Avec des enfants de la ville de Ganda, au milieu d'un champ de mines antipersonnel

Même casquette et mêmes lunettes que moi, découpées pour eux dans des bidons d’huile végétale et des boîtes de carton. Même walkie-talkie, sculpté dans de l’argile. Même casque d’écouteurs, bricolé avec des bouchons de plastique.

Quand je les aperçois, je me précipite pour me faire prendre en photo avec eux, amusé par cette rencontre improbable.

Il me faut un certain temps pour comprendre ce qui se passe vraiment : c’est moi qu’ils imitent ! Ou plutôt ce que je représente : l’image de ces travailleurs de l’aide humanitaire qu’ils voient défiler dans leurs 4×4 blancs de la Croix-Rouge, avec casquettes, lunettes de soleil, et autres accessoires.

De drôles d’enfants, étonnamment inventifs, qui se prêtent calmement à la séance photo que je leur propose. Comme ce musicien en herbe qui a fabriqué sa guitare avec deux bouts de bois et quatre fils de nylon recyclé. Et son copain à la lampe frontale improvisée.

Dans ces jeux d’enfants, je crois découvrir mon reflet, ma propre histoire, à quelques années et un continent d’écart. Dans ces yeux d’enfants, les mêmes rêves d’aventures et de pays lointains. Même envie de jouer, de rire, de faire la fête. Même appétit de vivre, même soif d’exister.

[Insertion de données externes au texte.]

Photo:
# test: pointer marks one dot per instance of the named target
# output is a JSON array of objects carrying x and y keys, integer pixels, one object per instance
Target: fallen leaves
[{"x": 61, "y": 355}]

Mais un peu plus loin, d’autres jeux mettent fin à mes comparaisons hâtives.

Jeux de guerre

Deux garçons silencieux construisent deux petits châteaux de sable. L’un d’eux se lève, saisit une pierre d’une main et de l’autre, une tige de métal qu’il fait voler comme un avion. Au-dessus de la première mini-forteresse, il laisse tomber la pierre qui s’écrase sur le travail patiemment achevé. Chez l’autre, aucune protestation ni émotion apparente. Ni joie, ni peine. Ils reprennent aussitôt le même manège, imperturbables. Et le château de sable soigneusement reconstruit sera à nouveau détruit.

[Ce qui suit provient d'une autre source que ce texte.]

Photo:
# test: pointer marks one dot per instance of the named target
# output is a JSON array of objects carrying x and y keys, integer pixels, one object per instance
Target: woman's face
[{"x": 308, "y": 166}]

J’apprends plus tard que d’autres enfants fabriquent des poupées d’argile auxquelles ils cassent délibérément une jambe. « C’est pour faire plus réel« , m’expliquera un humanitaire de la Croix-Rouge.

Plus réel ?…

Ces poupées sont à l’image des nombreux amputés de guerre de Ganda, en Angola, où j’atterris en décembre 1995, en pleine guerre civile. Une petite ville posée au centre d’un immense champ de mines, dans un pays qui en compte 17 millions. Des engins dont certains sont conçus pour les enfants. « Les mines Papillon font énormément de dégâts, m’explique mon contact local. Ce sont des mines larguées d’hélicoptère ou d’avion, qui ressemblent à des petits papillons. Lorsque les enfants les voient, ils les prennent, ce qui leur fait sauter les mains. »

Il n’y a qu’à voir le nombre impressionnant d’amputés, une des plus fortes densités de mutilés de guerre au monde. Ils sont partout. Comme cet unijambiste qui attend dans son fauteuil-roulant auquel il manque une roue, devant la gare envahie par les herbes et les squatters, où aucun train n’est passé depuis des années.

Tout l’univers des enfants de Ganda, comme de la ville de Huambo plus à l’est, où je poursuivrai ma mission, gravite autour de la guerre et de l’aide d’urgence.

Les deux garçons qui détruisent leur château de sable simulent le bombardement de leur bunker, une scène devenue familière dans ce Beyrouth africain.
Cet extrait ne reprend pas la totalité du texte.